Nessa perspectiva, não acredito na opção por uma educação de formato tecnicista em detrimento de uma formação cidadã sob o argumento de que essa não surtiu o efeito esperado e de que devemos dizer ao professor o que ele deve ensinar assim como estabelecer o que nossos jovens devem aprender e os valores que eles devem desenvolver para atuar no mercado de trabalho. Ainda sob essa questão pergunto: qual o efeito esperado e a partir de qual perspectiva? Sabemos, e isso está posto, sobre os variados interesses de grupos e fundações na consolidação dessa Base sob um viés tecnicista. O risco que vejo nesse viés é o de construirmos um currículo baseado na demanda do que se acredita que o mercado necessite e não na inventividade humana e de com isso, acabarmos por tomarmos a educação como espaço de provimento de mão de obra para esse.

Dessa forma, se o mercado disser: “Precisamos de jovens que saibam apertar parafuso para o lado direito”, começamos a formar jovens que apertam o parafuso para o lado direito e se ele diz, a partir de agora precisamos de jovens apertando parafuso para o lado esquerdo” mudamos as coisas e vamos todos apertar para o lado esquerdo? E nesse rodo, a partir dessas demandas, comuns a todos, são arrastados os índios, os negros, os gays, as lésbicas sem qualquer reflexão a respeito da singularidade dos espaços a partir dos quais esses grupos se reconhecem e problematizam sua existência e ação no mundo. Penso que essa equação entre a busca por uma formação sensível e cidadã que torne sujeitos aptos a estar no mundo e lidar com ele de forma crítica e inventiva atenda também ao que se espera de um profissional atuante no mercado de trabalho com espaço, inclusive, para que essa pessoa critique a demanda mercadológica e problematize alternativas em relação a ela. Desse modo, penso que o caráter diretivo e tecnicista que muitas vezes percebi e pontuei internamente no processo de elaboração do documento seja extremamente ruim para a Arte, em particular, e para o Ensino como um todo.

 

A.M. O documento da BNC considera as artes visuais, a dança, a música e o teatro como subcomponentes do componente curricular arte. O que você pensa sobre essa forma de organização? Isto não seria uma maneira de continuar dificultando a presença das artes de forma autônoma no currículo?

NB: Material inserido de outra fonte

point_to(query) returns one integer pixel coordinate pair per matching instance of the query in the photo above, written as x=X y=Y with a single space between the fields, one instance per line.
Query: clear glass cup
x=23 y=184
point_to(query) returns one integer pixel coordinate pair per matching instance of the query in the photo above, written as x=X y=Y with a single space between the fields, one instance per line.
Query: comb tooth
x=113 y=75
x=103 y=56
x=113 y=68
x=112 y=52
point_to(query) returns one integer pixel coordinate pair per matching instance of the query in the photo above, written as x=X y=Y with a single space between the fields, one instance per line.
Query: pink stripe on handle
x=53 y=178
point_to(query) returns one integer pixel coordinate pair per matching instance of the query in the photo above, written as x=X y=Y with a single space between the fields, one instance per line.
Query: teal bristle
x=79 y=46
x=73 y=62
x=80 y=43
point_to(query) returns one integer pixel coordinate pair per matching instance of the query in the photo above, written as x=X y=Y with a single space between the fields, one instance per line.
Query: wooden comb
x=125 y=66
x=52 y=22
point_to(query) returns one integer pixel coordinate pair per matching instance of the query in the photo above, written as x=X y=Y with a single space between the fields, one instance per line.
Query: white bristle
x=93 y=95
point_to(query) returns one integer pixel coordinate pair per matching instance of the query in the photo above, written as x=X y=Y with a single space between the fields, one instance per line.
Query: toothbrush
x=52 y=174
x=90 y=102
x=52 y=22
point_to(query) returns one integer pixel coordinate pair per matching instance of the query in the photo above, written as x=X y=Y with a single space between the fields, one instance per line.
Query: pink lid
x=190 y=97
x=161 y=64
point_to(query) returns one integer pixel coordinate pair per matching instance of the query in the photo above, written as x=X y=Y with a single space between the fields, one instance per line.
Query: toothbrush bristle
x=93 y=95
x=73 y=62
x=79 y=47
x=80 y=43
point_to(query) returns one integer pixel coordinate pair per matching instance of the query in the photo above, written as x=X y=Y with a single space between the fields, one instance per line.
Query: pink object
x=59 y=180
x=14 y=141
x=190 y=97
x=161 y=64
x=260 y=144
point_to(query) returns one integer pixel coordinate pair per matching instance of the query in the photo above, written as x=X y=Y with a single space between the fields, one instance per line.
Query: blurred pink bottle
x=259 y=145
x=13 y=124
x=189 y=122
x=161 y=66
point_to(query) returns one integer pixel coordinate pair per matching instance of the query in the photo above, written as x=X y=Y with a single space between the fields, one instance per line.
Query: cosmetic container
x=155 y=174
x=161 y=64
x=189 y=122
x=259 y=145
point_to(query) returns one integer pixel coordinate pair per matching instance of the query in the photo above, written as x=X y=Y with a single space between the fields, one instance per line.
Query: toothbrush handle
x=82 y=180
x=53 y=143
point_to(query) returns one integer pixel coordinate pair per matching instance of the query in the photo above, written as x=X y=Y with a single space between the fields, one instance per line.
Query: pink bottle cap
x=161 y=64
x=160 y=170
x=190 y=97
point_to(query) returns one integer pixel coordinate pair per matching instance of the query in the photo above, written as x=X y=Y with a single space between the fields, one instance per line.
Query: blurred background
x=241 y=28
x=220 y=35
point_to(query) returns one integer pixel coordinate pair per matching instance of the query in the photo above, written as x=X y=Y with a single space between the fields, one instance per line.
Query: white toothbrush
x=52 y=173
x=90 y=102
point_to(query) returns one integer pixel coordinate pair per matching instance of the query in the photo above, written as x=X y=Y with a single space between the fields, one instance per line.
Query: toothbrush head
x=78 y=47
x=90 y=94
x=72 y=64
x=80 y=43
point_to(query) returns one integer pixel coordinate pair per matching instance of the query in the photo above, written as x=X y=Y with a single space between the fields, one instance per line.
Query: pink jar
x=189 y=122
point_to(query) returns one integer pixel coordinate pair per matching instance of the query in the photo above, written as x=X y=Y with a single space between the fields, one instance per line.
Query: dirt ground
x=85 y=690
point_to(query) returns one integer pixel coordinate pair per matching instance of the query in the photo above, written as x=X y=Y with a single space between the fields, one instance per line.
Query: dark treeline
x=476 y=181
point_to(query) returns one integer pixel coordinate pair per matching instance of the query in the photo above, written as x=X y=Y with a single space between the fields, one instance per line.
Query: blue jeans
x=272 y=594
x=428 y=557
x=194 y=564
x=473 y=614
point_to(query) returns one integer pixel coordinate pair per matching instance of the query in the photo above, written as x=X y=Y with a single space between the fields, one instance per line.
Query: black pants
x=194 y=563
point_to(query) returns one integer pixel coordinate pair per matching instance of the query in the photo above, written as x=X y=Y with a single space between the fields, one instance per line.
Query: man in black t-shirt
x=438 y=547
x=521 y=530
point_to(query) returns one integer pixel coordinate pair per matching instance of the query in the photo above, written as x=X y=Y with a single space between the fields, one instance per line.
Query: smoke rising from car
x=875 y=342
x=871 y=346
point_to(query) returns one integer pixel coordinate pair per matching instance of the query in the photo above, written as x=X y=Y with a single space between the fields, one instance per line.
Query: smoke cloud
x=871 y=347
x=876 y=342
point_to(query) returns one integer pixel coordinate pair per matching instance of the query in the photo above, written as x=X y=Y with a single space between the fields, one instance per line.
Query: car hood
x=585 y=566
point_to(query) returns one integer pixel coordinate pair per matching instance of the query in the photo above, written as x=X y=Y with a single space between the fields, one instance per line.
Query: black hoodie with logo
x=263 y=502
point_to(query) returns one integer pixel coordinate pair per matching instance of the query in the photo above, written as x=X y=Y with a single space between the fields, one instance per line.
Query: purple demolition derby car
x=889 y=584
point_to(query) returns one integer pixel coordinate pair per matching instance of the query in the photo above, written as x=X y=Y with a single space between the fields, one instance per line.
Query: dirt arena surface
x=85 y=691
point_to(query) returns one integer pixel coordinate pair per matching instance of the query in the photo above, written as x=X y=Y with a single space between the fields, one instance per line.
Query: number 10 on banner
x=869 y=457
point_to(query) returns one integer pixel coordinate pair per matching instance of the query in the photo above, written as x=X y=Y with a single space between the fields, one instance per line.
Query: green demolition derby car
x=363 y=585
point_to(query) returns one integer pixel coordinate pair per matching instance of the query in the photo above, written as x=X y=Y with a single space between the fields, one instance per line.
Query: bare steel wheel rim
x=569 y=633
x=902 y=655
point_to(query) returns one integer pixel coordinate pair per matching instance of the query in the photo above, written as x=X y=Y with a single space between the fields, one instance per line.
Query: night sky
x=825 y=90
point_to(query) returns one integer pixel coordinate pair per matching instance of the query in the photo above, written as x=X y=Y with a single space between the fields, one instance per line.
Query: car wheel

C.A. Na verdade muito tem sido falado sobre essa questão. Uma das coisas que tem sido apontada é a de que essa nomenclatura seria uma jogada do MEC para tirar a Arte do currículo. Entretanto, infelizmente, a coisa não foi bem assim. Ou seja, não foi o MEC ou nós especialistas coadunados com o objetivo do MEC de tirar a arte do currículo que bolamos essa estratégia, por mais pertinente e necessária que seja a denúncia em relação a nomenclatura sub. Uso o termo infelizmente porque o fato disso ter sido uma elaboração nossa mostrou que naquela ocasião fomos ingênuos e não atentamos realmente para a etimologia da palavra sub. O que é péssimo. A estratégia equivocada foi a de que, uma vez demarcada a arte como componente curricular e tendo em vista a necessidade de delimitar muito claramente os quatro campos artísticos acabamos, como já coloquei, ingenuamente, nomeando-os como subcomponentes.

Acho, particularmente, as críticas e todo movimento contrário a essa nomeação extremamente pertinentes e salutares uma vez que não nos atentamos para a problemática dessa infeliz ação de nomeação e o que ela implicava. Me parece importante que essa questão seja esclarecida, pelo menos para mim, pontuar isso se faz importante nesse momento. Acredito ainda que existem questões que merecem ser discutidas por nós com maior profundidade. Particularmente penso que a proposição de uma Base Comum Curricular, nesses moldes de objetivos de aprendizagem é danoso para a nossa área. Penso ainda que é importante dar a conhecer a luta interna que muitos de nós, especialistas contratados para elaboração do documento preliminar, travamos de modo a registrarmos e documentarmos esse histórico para que juntos possamos construir as mudanças requeridas, a partir de uma leitura crítica, no documento.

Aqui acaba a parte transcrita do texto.